The message is first converted to binary. Each bit is then looped through and a random number r between 1 and N is generated. If r and N are coprime, the ciphertext c is appended to a list. The ciphertext is generated by the following congruence (note that r is in binary and i is the current bit of the message being looped through) :
Since appending i to r and then converting to binary essentialy shifts r by 2, the ciphertext is actually :
\[c \equiv ( x^\text{2r + i} (\text{mod}\ N) * r^2 ) \ (\text{mod}\ N)\]Assuming that the current message bit (i) is 0 :
\[c \equiv ( x^\text{2r} (\text{mod}\ N) * r^2 ) \ (\text{mod}\ N)\] \[c \equiv ( (x^r)^\text{2} (\text{mod}\ N) * r^2 (\text{mod}\ N) ) \ (\text{mod}\ N)\]This looks awfully similar to a quadratic residue. In number theory, an integer q is called a quadratic residue modulo N if it is congruent to a perfect square modulo N; i.e., if there exists an integer x such that :
\[x^2 \equiv ( q ) \ (\text{mod}\ N)\]Otherwise, q is called a quadratic non-residue modulo N. In our case, we have two quadratic residues :
\[( (x^r)^\text{2} ) \ (\text{mod}\ N)\] \[( r^2 ) \ (\text{mod}\ N)\]An important property of quadratic residues is that the product of two quadratic residues modulo N is a quadratic residue modulo N which is exactly what we have here. So if the bit of the message (the flag) is a 0, we will have a quadratic residue and if we have a quadratic non-residue, the bit will be 1.

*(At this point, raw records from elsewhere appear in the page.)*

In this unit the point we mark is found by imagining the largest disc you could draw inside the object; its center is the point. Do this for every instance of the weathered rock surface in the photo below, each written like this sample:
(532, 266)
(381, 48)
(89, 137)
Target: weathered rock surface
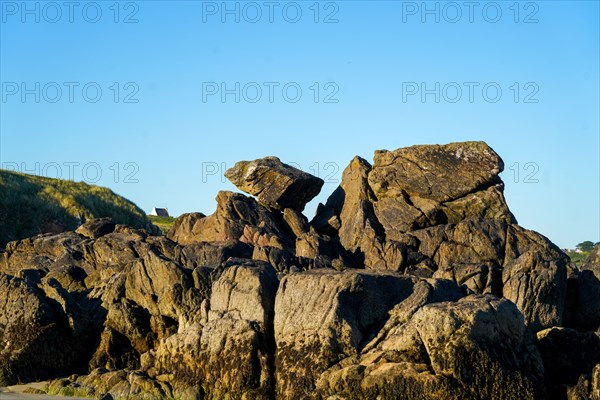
(412, 281)
(274, 183)
(476, 348)
(323, 317)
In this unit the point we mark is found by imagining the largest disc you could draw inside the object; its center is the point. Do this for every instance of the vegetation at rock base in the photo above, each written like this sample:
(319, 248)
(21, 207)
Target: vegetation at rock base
(30, 205)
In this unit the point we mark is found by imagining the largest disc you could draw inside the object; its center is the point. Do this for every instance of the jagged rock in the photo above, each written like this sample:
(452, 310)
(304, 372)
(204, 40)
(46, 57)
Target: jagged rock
(296, 221)
(440, 173)
(96, 228)
(197, 314)
(116, 385)
(237, 340)
(324, 316)
(583, 309)
(237, 217)
(476, 348)
(211, 254)
(274, 183)
(538, 287)
(35, 343)
(593, 260)
(568, 354)
(420, 186)
(186, 228)
(349, 213)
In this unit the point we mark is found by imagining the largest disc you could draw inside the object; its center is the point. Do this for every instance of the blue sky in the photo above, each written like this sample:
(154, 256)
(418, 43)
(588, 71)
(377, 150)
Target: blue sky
(362, 67)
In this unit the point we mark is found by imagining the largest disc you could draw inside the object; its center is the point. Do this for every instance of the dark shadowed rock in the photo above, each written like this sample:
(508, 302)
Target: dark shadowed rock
(323, 317)
(35, 340)
(274, 183)
(568, 354)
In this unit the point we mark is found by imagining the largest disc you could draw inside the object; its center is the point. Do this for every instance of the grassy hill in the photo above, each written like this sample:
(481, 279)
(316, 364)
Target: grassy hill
(30, 205)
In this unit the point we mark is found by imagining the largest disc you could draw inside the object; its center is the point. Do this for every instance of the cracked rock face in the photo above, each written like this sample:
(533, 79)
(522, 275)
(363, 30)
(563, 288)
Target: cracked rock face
(275, 184)
(413, 281)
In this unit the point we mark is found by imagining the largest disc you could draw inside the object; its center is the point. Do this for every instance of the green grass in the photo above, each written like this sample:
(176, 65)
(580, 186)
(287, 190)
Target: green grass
(27, 202)
(163, 223)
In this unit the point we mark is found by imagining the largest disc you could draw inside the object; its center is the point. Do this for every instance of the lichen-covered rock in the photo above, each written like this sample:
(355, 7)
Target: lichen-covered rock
(323, 316)
(475, 348)
(35, 342)
(237, 341)
(412, 281)
(96, 228)
(237, 218)
(185, 228)
(274, 183)
(568, 354)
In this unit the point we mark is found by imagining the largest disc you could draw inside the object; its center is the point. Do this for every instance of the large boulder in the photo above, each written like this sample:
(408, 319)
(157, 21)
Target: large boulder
(568, 354)
(96, 228)
(237, 218)
(35, 340)
(476, 348)
(422, 186)
(323, 317)
(274, 183)
(237, 344)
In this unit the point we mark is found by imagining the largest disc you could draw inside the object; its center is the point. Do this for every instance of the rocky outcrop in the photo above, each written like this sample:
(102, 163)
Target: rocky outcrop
(323, 317)
(476, 348)
(412, 281)
(275, 184)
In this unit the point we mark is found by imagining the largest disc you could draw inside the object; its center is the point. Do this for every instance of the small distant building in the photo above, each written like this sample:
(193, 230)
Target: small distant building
(159, 212)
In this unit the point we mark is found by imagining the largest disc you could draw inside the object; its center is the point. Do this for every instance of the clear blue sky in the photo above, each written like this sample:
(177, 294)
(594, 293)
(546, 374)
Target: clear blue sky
(372, 60)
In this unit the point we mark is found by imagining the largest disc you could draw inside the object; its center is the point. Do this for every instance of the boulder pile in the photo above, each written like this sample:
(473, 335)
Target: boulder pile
(412, 281)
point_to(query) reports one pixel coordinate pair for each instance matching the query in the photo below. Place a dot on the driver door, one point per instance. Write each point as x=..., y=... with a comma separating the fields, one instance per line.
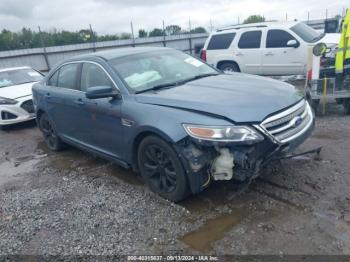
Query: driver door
x=104, y=130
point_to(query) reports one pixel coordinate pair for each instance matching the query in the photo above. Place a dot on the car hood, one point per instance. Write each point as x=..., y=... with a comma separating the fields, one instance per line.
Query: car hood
x=16, y=91
x=238, y=97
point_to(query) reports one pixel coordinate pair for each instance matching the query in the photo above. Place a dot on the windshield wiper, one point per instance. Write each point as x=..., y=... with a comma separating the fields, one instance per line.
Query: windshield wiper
x=157, y=87
x=318, y=37
x=177, y=83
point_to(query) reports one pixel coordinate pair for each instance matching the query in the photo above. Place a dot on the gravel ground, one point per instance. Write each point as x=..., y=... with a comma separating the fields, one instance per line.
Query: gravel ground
x=71, y=203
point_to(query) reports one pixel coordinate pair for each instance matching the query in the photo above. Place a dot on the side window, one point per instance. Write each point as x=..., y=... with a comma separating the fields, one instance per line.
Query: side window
x=221, y=41
x=250, y=39
x=278, y=38
x=93, y=75
x=68, y=76
x=53, y=79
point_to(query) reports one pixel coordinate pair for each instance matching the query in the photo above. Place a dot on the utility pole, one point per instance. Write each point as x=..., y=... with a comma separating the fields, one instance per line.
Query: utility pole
x=44, y=48
x=164, y=40
x=190, y=38
x=92, y=38
x=132, y=34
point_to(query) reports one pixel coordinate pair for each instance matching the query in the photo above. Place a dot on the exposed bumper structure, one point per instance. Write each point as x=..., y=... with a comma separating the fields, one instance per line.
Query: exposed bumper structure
x=283, y=132
x=22, y=111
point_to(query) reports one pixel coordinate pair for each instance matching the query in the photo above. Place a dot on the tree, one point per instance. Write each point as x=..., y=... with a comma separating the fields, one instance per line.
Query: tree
x=173, y=29
x=156, y=32
x=142, y=33
x=254, y=19
x=198, y=30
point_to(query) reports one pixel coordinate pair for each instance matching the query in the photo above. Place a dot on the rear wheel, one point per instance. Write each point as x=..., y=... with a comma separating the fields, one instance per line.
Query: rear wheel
x=229, y=67
x=51, y=138
x=161, y=169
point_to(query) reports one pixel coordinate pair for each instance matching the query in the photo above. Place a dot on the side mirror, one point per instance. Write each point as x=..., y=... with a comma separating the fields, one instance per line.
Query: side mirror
x=101, y=92
x=319, y=49
x=293, y=43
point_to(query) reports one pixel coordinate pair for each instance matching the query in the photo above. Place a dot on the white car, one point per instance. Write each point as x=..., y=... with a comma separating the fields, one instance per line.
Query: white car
x=16, y=104
x=270, y=48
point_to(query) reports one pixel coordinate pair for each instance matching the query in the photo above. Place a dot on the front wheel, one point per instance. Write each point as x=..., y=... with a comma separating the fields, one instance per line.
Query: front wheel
x=346, y=104
x=161, y=169
x=51, y=138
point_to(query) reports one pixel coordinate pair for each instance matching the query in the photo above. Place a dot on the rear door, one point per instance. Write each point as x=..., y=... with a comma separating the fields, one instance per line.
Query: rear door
x=248, y=52
x=218, y=48
x=278, y=58
x=103, y=128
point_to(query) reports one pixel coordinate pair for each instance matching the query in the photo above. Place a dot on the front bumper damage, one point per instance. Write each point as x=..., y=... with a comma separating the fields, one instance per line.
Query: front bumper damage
x=205, y=161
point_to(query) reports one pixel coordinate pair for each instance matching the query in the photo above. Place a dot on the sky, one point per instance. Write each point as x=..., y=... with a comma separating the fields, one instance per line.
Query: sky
x=114, y=16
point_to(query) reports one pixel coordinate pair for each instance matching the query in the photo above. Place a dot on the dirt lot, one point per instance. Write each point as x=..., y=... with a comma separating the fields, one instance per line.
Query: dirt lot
x=73, y=203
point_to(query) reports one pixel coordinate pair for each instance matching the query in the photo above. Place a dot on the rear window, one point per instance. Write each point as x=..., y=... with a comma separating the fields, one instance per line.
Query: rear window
x=221, y=41
x=278, y=38
x=250, y=39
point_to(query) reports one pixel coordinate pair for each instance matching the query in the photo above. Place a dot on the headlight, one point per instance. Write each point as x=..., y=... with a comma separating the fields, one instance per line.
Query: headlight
x=7, y=101
x=224, y=133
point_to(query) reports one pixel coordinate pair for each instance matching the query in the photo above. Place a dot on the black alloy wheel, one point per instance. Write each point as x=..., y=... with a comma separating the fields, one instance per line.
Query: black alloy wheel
x=162, y=169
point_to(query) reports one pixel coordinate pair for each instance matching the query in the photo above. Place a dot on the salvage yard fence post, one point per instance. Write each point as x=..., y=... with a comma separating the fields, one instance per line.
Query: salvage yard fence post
x=44, y=49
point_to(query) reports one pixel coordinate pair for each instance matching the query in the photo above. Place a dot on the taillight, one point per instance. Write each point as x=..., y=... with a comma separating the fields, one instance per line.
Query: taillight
x=203, y=55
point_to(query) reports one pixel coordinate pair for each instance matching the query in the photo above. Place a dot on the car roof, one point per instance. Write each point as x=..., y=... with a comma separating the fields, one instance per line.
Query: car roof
x=14, y=68
x=119, y=52
x=279, y=24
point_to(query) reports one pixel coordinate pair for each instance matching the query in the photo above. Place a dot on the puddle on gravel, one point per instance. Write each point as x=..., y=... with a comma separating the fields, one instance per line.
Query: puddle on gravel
x=212, y=230
x=11, y=169
x=126, y=175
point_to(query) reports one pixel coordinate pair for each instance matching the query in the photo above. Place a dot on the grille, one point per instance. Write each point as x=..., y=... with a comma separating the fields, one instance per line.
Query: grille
x=290, y=123
x=28, y=106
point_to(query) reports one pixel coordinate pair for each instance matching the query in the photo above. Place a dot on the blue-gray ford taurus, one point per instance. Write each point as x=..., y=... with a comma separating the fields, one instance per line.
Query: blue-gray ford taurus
x=174, y=119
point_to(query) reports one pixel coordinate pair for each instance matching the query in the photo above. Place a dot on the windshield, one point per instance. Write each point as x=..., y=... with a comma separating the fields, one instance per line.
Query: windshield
x=147, y=70
x=307, y=33
x=19, y=76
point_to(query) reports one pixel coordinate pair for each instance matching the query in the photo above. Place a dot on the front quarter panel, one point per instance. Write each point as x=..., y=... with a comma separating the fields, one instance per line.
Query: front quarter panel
x=163, y=121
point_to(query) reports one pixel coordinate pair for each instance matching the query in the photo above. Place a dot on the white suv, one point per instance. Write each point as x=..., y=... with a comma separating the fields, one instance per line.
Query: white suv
x=270, y=48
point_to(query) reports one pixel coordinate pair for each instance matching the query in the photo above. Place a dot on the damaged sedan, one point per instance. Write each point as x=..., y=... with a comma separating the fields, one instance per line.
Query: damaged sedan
x=177, y=121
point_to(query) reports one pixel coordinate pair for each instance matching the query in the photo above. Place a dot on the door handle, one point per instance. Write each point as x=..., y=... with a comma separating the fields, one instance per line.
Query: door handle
x=79, y=101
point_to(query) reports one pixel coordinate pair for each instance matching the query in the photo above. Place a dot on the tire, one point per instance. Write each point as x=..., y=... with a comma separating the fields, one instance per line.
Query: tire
x=229, y=67
x=51, y=138
x=161, y=169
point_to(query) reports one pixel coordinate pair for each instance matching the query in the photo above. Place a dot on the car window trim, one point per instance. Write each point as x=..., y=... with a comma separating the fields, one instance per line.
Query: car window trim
x=81, y=62
x=275, y=29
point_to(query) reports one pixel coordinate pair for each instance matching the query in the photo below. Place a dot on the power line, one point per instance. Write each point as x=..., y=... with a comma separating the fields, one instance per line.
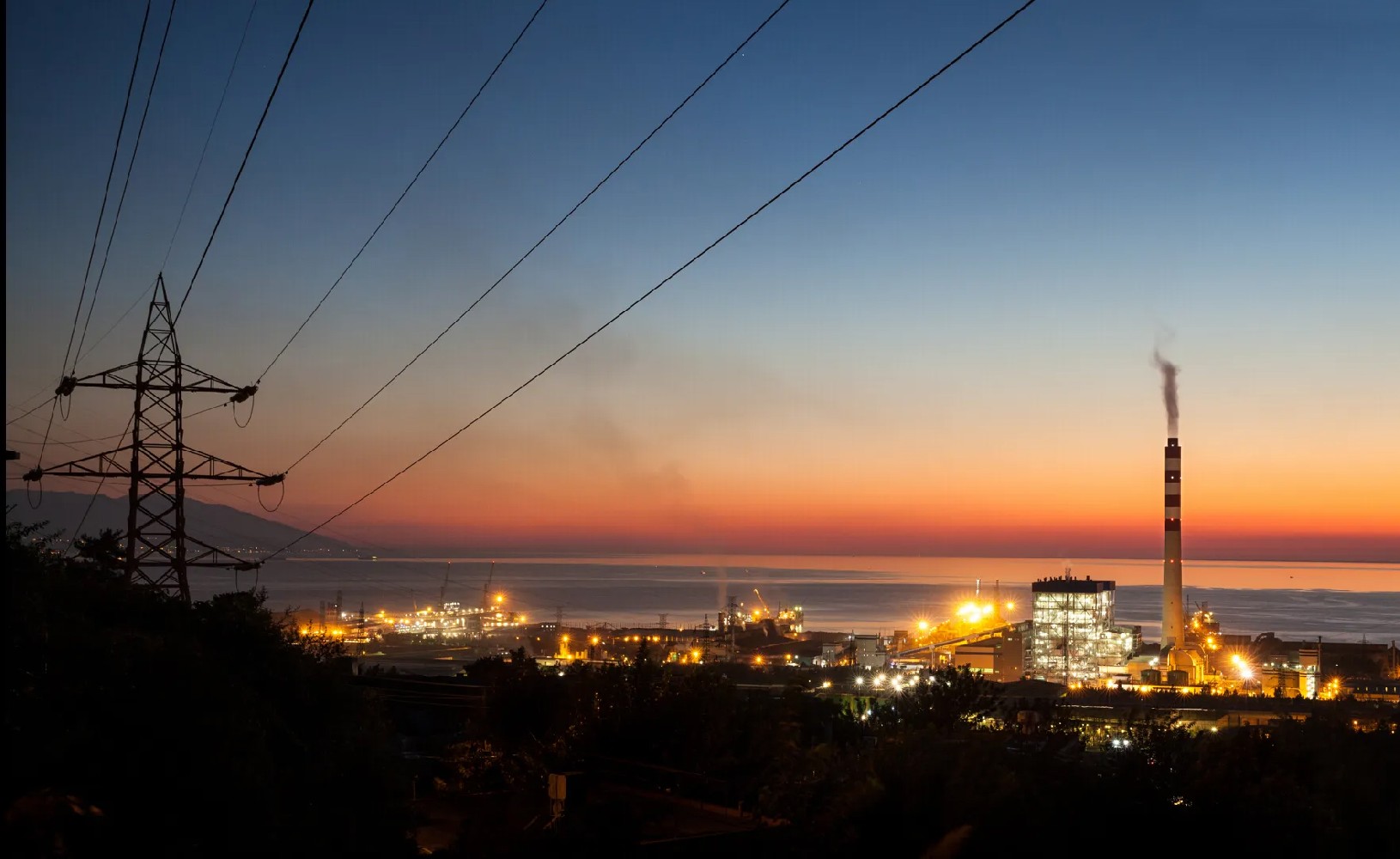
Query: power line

The Legendre symbol is usually used to check whether a number is a quadratic residue modulo an odd prime p but we obviously cannot use that here since N isn’t prime. Instead we could use the Jacobi Symbol which efficiently checks whether a number is a quadratic residue modulo an odd number N. If it is, 1 is returned else a 0 or -1 is returned. We could use that to check each bit and hence reconstruct the original flag.
The solve script :
import gmpy2
import ast
from Crypto.Util.number import long_to_bytes
N = 76412591878589062218268295214588155113848214591159651706606899098148826991765244918845852654692521227796262805383954625826786269714537214851151966113019
x = 72734035256658283650328188108558881627733900313945552572062845397682235996608686482192322284661734065398540319882182671287066089407681557887237904496283
with open("handout.txt", "r") as f:
temp = f.readlines()
ct = ast.literal_eval(temp[0][3:])
flag = ""
for cipherBit in ct:
if (gmpy2.jacobi(int(cipherBit), N) == 1):
flag += "0"
else:
flag += "1"
print(long_to_bytes(int(flag, 2)))
Flag : inctf{n0w_I_4in7_73ll1ng_u_4_g0ldd1gg3r}
Honestly this was not a good CTF for me because the cryptography challenges that I solved were high in solves and low in points. I only managed to solve 4/7 crypto challenges :
I spent quite a bit on time on the BLS-signature challenge “Trouble With Pairs” but to no avail. I think I need to upgrade my cryptography knowledge by a decent bit now. I will be starting the book “An Introduction To Mathematical Cryptography” by Hoffstein, Pipher and Silverman in order to improve my foundational knowledge and understand cryptosystems better.